The G20 Summit in Rome ended on Sunday with the adoption of a declaration reaffirming the crucial role of multilateralism and international cooperation in overcoming the global challenges arising from the COVID-19 pandemic.
The “G20 Rome Leaders’ Declaration” pledges to strengthen the common response to the pandemic and pave the way for a global recovery, with particular concern for the most vulnerable.
The leaders of the world’s major economies have pledged to use all available tools to address the consequences of the pandemic, sustain the recovery and remain vigilant to global challenges such as supply chain disruption.
Highlighting the essential role of vaccines in the fight against the pandemic, they vowed to advance efforts to ensure timely, equitable and universal access to safe, affordable, quality and effective vaccines, therapeutics and diagnostics, with particular regard to the needs of low- and middle-income countries.
“We will take steps to help boost the supply of vaccines and essential medical products and inputs in developing countries and remove relevant supply and financing constraints,” the declaration reads.
Regarding climate change, the leaders remain committed to the Paris Agreement goal to hold the global average temperature increase well below two degrees Celsius and to pursue efforts to limit it to 1.5 degrees Celsius above pre-industrial levels.
“This summit was a success,” said Italy’s Prime Minister Mario Draghi at the closing press conference, adding that cooperation is essential on issues like climate, wealth and poverty.

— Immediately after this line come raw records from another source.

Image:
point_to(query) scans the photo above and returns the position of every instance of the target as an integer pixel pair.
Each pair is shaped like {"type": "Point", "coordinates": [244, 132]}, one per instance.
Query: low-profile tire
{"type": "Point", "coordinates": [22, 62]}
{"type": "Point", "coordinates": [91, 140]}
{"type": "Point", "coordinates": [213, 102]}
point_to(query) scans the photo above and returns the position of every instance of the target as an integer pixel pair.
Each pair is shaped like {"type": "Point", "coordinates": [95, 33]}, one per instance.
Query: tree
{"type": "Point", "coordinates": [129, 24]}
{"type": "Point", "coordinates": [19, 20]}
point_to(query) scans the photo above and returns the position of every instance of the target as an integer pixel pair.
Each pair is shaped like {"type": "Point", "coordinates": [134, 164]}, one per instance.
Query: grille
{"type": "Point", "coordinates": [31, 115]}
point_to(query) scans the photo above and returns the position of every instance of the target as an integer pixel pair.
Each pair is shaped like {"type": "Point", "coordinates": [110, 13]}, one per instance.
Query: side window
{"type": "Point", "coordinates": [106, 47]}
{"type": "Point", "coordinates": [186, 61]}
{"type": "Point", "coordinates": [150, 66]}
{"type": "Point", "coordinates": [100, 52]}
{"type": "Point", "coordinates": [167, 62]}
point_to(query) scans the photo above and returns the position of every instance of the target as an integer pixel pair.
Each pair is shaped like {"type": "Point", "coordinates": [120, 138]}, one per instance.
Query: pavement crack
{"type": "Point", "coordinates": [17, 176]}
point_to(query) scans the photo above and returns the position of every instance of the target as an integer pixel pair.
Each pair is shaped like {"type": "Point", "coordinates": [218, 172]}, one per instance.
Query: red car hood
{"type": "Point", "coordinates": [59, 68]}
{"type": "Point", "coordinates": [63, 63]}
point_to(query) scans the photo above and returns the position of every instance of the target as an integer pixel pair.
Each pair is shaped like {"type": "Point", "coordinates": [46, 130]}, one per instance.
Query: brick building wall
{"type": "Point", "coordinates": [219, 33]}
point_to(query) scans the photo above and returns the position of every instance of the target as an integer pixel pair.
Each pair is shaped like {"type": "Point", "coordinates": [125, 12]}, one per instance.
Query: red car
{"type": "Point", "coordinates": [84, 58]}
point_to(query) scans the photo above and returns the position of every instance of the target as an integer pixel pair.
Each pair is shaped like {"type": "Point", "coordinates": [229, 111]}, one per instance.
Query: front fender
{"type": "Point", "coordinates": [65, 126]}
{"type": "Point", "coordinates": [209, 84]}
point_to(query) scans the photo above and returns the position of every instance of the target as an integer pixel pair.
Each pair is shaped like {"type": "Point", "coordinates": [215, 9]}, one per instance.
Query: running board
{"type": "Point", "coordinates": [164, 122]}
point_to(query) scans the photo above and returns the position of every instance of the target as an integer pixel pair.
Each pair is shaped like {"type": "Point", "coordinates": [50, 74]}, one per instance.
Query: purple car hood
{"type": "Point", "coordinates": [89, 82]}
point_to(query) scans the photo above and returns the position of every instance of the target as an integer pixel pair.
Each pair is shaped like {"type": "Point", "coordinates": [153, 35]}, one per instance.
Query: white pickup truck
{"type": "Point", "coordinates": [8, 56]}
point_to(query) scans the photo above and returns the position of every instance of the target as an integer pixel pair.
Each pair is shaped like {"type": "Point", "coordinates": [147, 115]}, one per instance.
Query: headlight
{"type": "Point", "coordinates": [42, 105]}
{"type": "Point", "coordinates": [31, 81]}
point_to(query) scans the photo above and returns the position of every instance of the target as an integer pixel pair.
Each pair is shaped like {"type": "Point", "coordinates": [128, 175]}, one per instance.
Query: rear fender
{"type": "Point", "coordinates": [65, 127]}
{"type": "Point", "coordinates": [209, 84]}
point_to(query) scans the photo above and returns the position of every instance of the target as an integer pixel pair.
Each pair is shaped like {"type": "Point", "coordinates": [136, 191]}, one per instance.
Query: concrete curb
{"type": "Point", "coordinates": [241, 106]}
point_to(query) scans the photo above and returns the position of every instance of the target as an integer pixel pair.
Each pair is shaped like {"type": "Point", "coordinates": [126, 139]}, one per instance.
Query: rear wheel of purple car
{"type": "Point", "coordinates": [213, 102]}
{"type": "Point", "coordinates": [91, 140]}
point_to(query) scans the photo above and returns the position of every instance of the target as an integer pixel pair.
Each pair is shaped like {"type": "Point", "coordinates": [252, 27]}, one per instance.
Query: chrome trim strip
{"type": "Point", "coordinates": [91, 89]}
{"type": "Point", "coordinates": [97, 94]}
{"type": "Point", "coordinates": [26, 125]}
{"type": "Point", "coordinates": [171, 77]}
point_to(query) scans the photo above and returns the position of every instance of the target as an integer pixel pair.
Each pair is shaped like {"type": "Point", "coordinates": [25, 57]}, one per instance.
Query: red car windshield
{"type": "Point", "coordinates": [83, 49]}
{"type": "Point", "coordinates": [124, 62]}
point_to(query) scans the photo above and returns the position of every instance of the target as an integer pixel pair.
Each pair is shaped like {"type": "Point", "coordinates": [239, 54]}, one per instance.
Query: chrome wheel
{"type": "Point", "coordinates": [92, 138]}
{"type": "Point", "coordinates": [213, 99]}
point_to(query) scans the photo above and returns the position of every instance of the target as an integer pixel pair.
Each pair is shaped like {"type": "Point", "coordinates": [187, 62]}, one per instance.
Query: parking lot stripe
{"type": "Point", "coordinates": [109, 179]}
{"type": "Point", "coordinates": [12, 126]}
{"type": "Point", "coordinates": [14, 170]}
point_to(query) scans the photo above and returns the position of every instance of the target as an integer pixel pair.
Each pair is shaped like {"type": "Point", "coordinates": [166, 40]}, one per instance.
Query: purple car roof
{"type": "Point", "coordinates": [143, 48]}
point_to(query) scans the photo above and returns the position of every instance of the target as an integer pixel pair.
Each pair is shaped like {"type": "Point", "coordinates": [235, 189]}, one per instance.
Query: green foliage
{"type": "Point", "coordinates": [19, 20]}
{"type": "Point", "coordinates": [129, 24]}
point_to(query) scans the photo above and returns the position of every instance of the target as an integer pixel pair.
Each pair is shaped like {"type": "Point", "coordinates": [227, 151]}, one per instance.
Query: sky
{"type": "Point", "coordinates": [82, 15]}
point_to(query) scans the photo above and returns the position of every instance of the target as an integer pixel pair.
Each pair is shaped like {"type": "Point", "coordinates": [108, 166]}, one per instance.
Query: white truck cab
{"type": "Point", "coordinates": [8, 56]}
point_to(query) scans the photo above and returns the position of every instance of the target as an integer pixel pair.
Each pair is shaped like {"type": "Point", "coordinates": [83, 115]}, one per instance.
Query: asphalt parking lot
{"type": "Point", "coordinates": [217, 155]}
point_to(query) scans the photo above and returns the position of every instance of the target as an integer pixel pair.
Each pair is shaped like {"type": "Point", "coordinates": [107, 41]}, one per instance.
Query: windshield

“The form of cooperation we know best is multilateralism,” Draghi said, calling on G20 members to act swiftly together.
The G20 members account for almost two-thirds of the world’s population, over 80 percent of the global gross domestic product (GDP) and 75 percent of global trade.
The two-day summit was held both online and offline under the Italian Presidency of the G20. Indonesia will take over the rotating presidency from December 2021.